万が一見られても困らないようにと、マウラさんが特製の三角巾を作ってくれた。一対一になると獣人は人間より強いため、弱い人間だとバレないようにするためだ。
髪がまだ短いから、元の耳は三角巾から生えたようなウィッグで隠す。昨日しばらく不在にしていると思ったら、わざわざ機関車に乗って材料を探してきてくれていたのだ。これは気合いを入れて働かないと。
頭にあれこれ着けるのに慣れてないから、落とさないようにしないと。ちょっと緊張する。
「ほらオルフェ! あんたの嫁さん可愛いだろ!」
「……うん」
マウラさんはしょっちゅう僕を『嫁さん』と呼ぶようになった。こっちに来て数日、さすがに籍を入れたりするのには抵抗があったので、気持ちが固まるまで普通の従業員として扱ってくれとお願いしたのだ。
だってまだ数日だよ。数日。それに若いオルフェくんの人生の選択をここで決めてしまうわけには。そう言って主張したが結局、婚約者『候補』として扱うことで話がついた。
さすが長年接客業をやっているだけある。僕がどれだけ言い張っても、『うんうん、カイくんの気持ちもわかるさね。でもね?』と、また繰り返し勧誘が始まるのだ。本気になったマウラさんは強かった。根負けした。
彼は出会ったときからひたすら優しいし嫌とかじゃないけど、まだ若いんだし、僕なんかにしなくても。政略結婚じゃあるまいし、ねえ。
ベテルギウスは観光名所だ。『ベテルギウス』の駅名はそのまま地名でもあった。
お客さんである獣耳のない人々を観察する余裕はなかった。洗い場は忙しい。洗っても洗っても終わらない。まだ慣れてないのと、食洗機がなくて手洗いだから余計遅くなる。『洗い残しがなきゃそれでいいんだよお』とマウラさんは言っていたが、几帳面にやりたくなる僕の気質が邪魔をする。
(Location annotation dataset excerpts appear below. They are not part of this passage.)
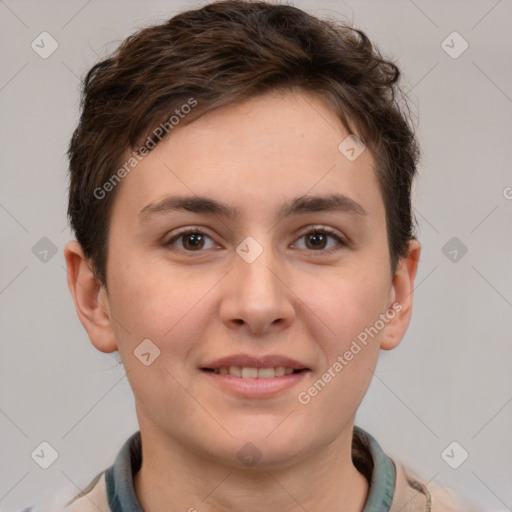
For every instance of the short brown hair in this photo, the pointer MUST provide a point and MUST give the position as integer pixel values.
(223, 53)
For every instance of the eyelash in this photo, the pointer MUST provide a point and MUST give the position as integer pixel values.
(316, 230)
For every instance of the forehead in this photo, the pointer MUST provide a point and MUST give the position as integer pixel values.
(253, 154)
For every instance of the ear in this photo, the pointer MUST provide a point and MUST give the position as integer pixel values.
(401, 296)
(90, 297)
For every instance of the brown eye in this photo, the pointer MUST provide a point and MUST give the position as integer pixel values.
(318, 240)
(191, 241)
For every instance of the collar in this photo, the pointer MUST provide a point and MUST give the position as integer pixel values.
(368, 457)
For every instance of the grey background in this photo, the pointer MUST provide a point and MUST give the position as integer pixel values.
(449, 380)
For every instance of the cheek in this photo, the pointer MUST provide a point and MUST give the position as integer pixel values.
(151, 301)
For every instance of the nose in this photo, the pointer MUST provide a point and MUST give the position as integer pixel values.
(256, 298)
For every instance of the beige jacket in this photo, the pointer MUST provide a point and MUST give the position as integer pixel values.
(410, 496)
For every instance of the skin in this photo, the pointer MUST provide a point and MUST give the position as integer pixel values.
(295, 299)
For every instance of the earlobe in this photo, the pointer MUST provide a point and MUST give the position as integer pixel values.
(90, 298)
(402, 293)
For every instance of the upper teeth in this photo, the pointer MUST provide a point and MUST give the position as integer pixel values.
(255, 373)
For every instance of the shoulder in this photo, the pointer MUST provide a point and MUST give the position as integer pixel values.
(91, 499)
(415, 494)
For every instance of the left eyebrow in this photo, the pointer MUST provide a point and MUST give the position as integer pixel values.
(298, 205)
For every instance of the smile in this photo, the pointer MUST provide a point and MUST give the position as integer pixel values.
(253, 373)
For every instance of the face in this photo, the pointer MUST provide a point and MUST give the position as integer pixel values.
(287, 273)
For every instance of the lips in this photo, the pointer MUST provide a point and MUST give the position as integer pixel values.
(255, 367)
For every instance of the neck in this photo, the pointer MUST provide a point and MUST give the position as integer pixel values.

お皿洗いが終わったら、次は広い裏庭でお洗濯。着てきたスーツはクリーニングに出せないから、シャツだけ一緒に洗っておいた。マウラさんと旦那さんのお店、『錐鞘亭』には、なんと洗濯機がある。さすがにソフトモードや乾燥モードなんかは搭載されていないが、魔道具というものらしい。
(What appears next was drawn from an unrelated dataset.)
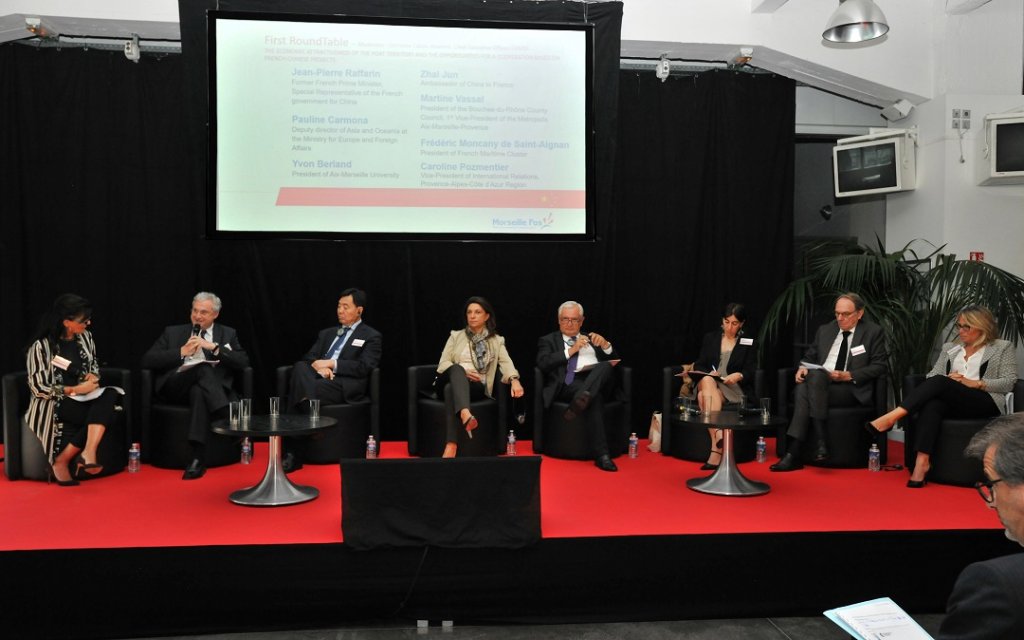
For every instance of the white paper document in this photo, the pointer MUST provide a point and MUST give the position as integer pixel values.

獣人の国、というか地域は保護対象なので、魔道具の購入時には国から補助金が出る。観光収益も相まって色々楽が出来るとマウラさんがカラカラ笑いながら言っていた。
保護対象地域かあ。若者がどんどん減っちゃってるらしいけど、僕じゃ産んであげられないしなあ。マウラさんは、オルフェくんの結婚相手を僕にしちゃうと孫の顔が見られなくなるけど、それはいいんだろうか。いや待てよ、重婚オッケーの法律があるかもしれない。今度聞いてみよ。
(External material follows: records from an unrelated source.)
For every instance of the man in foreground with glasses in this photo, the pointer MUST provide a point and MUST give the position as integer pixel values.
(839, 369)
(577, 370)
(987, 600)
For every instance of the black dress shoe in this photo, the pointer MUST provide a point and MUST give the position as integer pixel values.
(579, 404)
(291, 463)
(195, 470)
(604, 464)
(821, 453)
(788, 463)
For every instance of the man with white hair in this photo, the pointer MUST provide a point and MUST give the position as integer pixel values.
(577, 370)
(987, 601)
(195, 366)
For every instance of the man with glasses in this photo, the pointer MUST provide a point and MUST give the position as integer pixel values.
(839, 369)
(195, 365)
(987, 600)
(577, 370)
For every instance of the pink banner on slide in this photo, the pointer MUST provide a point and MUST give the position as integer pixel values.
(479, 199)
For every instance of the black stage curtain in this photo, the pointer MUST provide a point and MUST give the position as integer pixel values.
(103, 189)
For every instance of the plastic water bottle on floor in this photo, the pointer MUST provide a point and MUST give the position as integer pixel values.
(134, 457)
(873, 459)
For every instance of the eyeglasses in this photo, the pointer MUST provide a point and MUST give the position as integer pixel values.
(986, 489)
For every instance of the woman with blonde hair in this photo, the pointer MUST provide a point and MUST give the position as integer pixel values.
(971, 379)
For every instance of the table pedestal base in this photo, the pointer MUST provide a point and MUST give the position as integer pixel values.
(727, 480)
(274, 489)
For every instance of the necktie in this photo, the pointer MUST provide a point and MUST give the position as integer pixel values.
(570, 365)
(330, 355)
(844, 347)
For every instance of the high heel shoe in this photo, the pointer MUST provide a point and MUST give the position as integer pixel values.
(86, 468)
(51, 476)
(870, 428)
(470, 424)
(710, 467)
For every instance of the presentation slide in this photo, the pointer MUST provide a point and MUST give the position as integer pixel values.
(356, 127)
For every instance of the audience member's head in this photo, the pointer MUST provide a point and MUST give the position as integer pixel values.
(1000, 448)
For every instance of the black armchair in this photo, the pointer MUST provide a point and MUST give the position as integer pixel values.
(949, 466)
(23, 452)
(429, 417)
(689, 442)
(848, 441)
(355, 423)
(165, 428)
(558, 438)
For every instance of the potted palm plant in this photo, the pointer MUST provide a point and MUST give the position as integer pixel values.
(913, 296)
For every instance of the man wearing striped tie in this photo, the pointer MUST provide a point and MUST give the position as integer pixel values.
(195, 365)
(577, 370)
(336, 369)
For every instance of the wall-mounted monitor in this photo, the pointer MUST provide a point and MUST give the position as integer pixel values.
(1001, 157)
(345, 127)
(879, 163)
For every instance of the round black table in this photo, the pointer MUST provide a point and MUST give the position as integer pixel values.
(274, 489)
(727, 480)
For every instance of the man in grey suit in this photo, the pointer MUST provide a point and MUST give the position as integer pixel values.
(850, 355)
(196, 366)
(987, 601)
一人暮らしで慣れてはいても、客室のシーツは大きい。取り落とさないようにせっせと干していたら、誰かが柵の外にいることに気がついた。犬の耳の人だ。
「あのー、何かご用ですか?」
「…………あっ、こんにちは」
「はい、こんにちは」
「……………………」
……不審者かな。とりあえず干すものを干して中に戻ろうと作業に戻ったら、彼は突然話しかけてきた。
「あの……あの! 良かったらその、お仕事終わられましたら、その、私と、お茶しに行きませんか!」
「えっ……と、僕、外に出るなと言われてますんで…、オルフェくんから」
何か困ったときはオルフェの名を出せ。マウラさんと旦那さんに言われたことである。
「あー……そりゃそうだ、オルフェウスが黙ってるわけがないな」
「せっかくのお誘いですがすみません、僕はまだ仕事がありますんで、では」
「あっ、こちらこそすみません! お仕事頑張ってください!」
──激励を受けてしまった。
犬耳の彼は踵を返してどこかに行ってしまった。お茶しに行きませんか、ねえ。今まで言われたことは一度もないな。言ったこともないや。変な目で見られるかもしれないって可能性がなければ、犬耳さんの話を聞いてみたかった気もする。